Total side note: Were there any long lasting side affects from that test Elliot did on you?
Franklin: No. None that I can tell anyhow.
*giggles* I wonder if the maid is thinking he should just leave cuz he doesn’t want to do all the work and not get paid.
Now I’m curious… when the mailman/woman was here earlier, did she drop off more bills or did the bills just not go away and we got things taken and had to pay… *ponders*
Franklin: Guess you’ll have to run the test again… just wait until next generation for that will ya?
*laughs* This is what happens when a family oriented sim gushes over the kids to someone who dislikes children.
Franklin: *smirks* Pop looks bored.
He was most definitely bored. Although if he got a glance at the kids he would have been anything but bored.
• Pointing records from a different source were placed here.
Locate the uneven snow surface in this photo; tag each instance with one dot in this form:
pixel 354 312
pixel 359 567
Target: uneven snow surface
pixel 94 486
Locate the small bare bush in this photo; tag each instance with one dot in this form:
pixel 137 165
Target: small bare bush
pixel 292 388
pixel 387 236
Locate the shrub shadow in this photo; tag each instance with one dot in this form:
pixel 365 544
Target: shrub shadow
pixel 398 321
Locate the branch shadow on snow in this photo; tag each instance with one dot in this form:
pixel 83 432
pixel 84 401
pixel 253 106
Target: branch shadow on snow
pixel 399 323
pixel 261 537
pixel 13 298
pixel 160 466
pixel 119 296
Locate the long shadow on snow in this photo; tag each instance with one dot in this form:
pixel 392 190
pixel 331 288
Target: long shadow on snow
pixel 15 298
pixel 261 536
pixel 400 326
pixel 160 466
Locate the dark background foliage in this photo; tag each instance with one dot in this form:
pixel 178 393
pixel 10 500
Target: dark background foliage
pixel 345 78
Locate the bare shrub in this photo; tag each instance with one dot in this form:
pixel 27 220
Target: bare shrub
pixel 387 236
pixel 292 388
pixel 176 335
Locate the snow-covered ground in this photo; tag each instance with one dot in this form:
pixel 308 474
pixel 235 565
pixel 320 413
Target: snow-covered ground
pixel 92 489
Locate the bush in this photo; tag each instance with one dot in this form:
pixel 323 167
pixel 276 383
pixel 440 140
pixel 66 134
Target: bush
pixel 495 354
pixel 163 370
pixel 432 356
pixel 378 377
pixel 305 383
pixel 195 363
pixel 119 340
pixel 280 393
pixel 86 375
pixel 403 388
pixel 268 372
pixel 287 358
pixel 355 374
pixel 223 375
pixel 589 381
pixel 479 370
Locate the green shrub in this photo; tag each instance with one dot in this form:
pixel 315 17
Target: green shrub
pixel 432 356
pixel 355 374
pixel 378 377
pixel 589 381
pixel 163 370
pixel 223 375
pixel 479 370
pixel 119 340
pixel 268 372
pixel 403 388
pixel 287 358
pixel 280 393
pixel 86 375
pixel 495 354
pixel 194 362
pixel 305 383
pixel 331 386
They got all warped and glitched. Once I unpaused, they bounced back. It was creepy.
Franklin: *raises eyebrow* Eddie looks fine.
So I wanted to… are you okay?
Franklin: You already know the answer to that. You sent me down there.
Catacombs… right. So hurry with your bath. I want to see just how ugh Steve looks as an elder.
Franklin: I’m soaking. I’ve had a rough day.
Franklin: *chuckling and rubbing his chest* Afraid you might slip if you went for the side?
*ignoring the comment and moving on*
Hello?! McFly! I want to see Steve…
Franklin: Lisa needs my attention right now. You can go see Uncle Steve, he’s over in the kitchen.
Okay I wasn’t fond of TS2 elders, I’m really hating TS3 elders! Eep!
Franklin: Are you done gawking? I have something I’m going to uh… take care of. *waggles eyebrows*
o.O Franklin! I… ya go ahead… its not like she’ll end up more preggers than she is…
With everyone working, Christian gets to stay home with the toddlers and baby. The weird thing is if he gets too close to the sidewalk, even if he is only walking to a different part of the lot, the game flips out and says the kids cant be home alone. o.O Dude was going to take a nap for cripes sake.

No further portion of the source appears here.